Experts say the DEG in the samples of the cough syrup, sold under the brand name Coldrif, has renewed worries about drug safety and oversight.

The controversy comes three years after Indian-made cough syrups allegedly killed children in the Gambia and Uzbekistan, and despite more than 900 regulatory inspections of manufacturing facilities since then.

Health authorities have been investigating the deaths of nine children in Madhya Pradesh and three in Rajasthan since early September, all suspected to be linked to the medicines they took.

While suspicion has centred on Coldrif, the latest inspections, initiated on Friday, will cover the manufacturing facilities of all the 19 drugs that the nine dead Madhya Pradesh children had collectively consumed during their illness, a health official said.

These drugs include anti-fever medications, antibiotics, an anti-nausea formulation and cough syrups, among others.

The home ministry said that Tamil Nadu’s drug regulatory authority had, on a request from the Madhya Pradesh government after the child deaths, taken samples of Coldrif, manufactured by Sresan Pharma in Kanchipuram, and tested them.

Drug regulators in Madhya Pradesh too collected 13 samples of the cough syrup, with the three samples analysed so far found to be free of DEG.

The results of the other samples are still awaited, an official said. However, the home ministry on Friday jumped the gun and announced the negative results. But the tests conducted in Tamil Nadu showed that the samples had DEG beyond permissible limits.

The manufacturing facilities under scrutiny are in Gujarat, Himachal Pradesh, Madhya Pradesh, Maharashtra, Tamil Nadu and Uttarakhand, the official said.

“The periodic emergence of DEG in our medicines suggests that we are just not learning lessons from the past,” said Ishwar Gilada, an infectious disease specialist in Mumbai who was the resident medical officer at the J.J. Hospital in Mumbai when DEG-contaminated drugs caused 14 deaths in 1986.

A panel of experts that investigated the deaths of at least 12 children in Udhampur, Jammu, during December 2019-January 2020 too had detected DEG contamination in cough syrup samples.
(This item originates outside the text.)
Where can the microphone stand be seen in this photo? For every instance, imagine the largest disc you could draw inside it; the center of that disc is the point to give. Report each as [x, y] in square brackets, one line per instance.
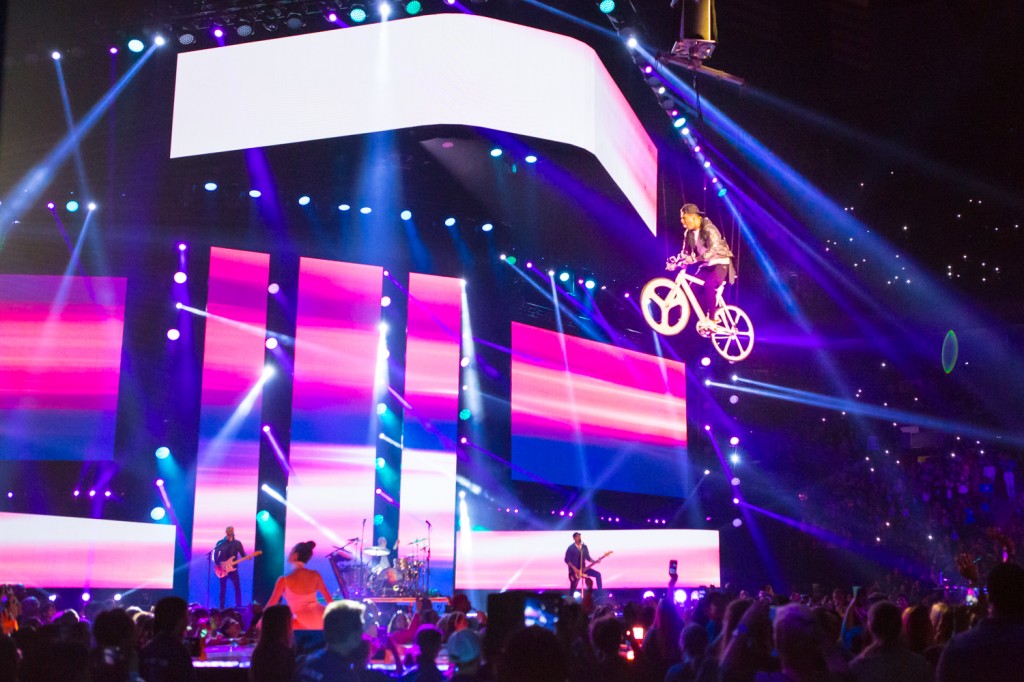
[363, 538]
[428, 557]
Health authorites in the Gambia had in 2022 linked the deaths of at least 66 children to cough syrups from an Indian firm, Maiden Pharmaceuticals, while Uzbekistan’s health ministry had linked at least 18 child deaths to a cough syrup from Marion Biotech.

These incidents had prompted the World Health Organisation to issue global alerts and call on countries to prevent, detect and respond to substandard and falsified medical products and take measures such as risk-based inspections, market surveillance and stronger enforcement.

The Central Drugs Standard Control Organisation (CDSCO), India’s apex drug regulatory authority, has since then conducted more than 900 risk-based inspections of manufacturing facilities across the country. It has cancelled or suspended licences, stopped production, or issued show-cause notices in over 690 cases.

But Prashant Reddy, a lawyer who has been tracking issues relating to drug quality, said statements from the ministry and the CDSCO lacked transparency and adequate follow-up information.

“There is almost no information in the public domain on what kind of transgressions were detected during those 900 inspections, whose licences were cancelled, or which products were stopped,” Reddy said. “Such information would potentially be useful to the public.”